Il rischio è che invece prevalga in Rete il modello per cui tu cerchi un contenuto, io ti do rapidamente una cosa mediocre, tu non paghi e siamo tutti e due contenti. Gran parte del commercio culturale in Rete vive di questo scambio. L’effetto è non solo quello di mettere in discussione il mercato della cultura – che attualmente non è in grado di sopravvivere alla totale gratuità – ma soprattutto di abbassare progressivamente la qualità e le attese del pubblico. Che si abitua a chiedere poco e a ricevere pochissimo. Mentre invece avremmo bisogno di users esigenti, ricchi (di domande prima che di denaro) e produttivi.
Quel che vedo io è invece una rete piena di contenuti di qualità (sia commerciali che gestiti da utenti e comunità, cioè da democracy now alle wiki), è solo la realtà italiana che fa schifo. Ma fa schifo anche negli altri media, la Repubblica in versione cartacea non brilla certo per qualità dei contenuti, per non parlare dei telegiornali.
Non sono d’accordo neanche sulle considerazioni sulla faciloneria del pubblico. Il pubblico di oggi è esigente come non mai, avendo molte più fonti di informazione disponibili ora c’è un effetto concorrenza che mai si era visto prima. Il giorno che avete aperto ilPost ho tolto Repubblica dai preferiti, il giorno in cui il corriere ha cambiato il sito lo ho sostituito con la Stampa. Seguo diversi quotidiani online stranieri, dato che il 90% degli articoli italiani che si leggono sono rivisitazioni di agenzie stampa, e sarà ben più facile farlo ora che 15 anni fa. Per non parlare appunto delle wiki, dei blog, dei forum di discussione. Non sono utenti produttivi quelli? IlPost non è pieno di riferimenti a blog e articoli scritti da non giornalisti?

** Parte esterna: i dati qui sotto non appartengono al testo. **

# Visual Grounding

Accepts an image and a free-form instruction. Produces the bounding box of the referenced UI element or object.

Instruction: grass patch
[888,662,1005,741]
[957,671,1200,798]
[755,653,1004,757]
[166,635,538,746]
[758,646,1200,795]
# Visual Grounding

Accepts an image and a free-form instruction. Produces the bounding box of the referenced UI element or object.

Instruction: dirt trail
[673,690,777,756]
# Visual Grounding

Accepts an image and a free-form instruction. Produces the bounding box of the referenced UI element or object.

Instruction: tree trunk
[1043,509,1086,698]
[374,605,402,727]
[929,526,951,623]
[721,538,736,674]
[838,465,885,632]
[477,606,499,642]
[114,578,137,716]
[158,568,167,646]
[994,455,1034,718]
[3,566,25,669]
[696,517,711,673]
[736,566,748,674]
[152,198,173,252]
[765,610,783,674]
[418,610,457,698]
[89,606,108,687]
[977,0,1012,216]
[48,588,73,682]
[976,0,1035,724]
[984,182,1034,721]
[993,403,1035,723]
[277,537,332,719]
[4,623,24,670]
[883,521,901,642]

Piaccia o no non c’è correlazione tra il pagare per un contenuto e la qualità del contenuto stesso, la colpa non è degli utenti, ma di chi si ostina ad usare internet nella maniera sbagliata.
“Mi sono messo a leggere perché mi ero reso conto che non sapevo nulla”
ed ora, avendo letto tantissimo, il mio possibile, mi rendo conto ancora meglio che non so nulla
ormai sono poche le persone in grado di leggere e capire un articolo cartaceo di media lunghezza. ce ne fossero di lettori di repubblica, in realtà molti la criticano perchè l’ha detto grillo, ma non la leggono mai.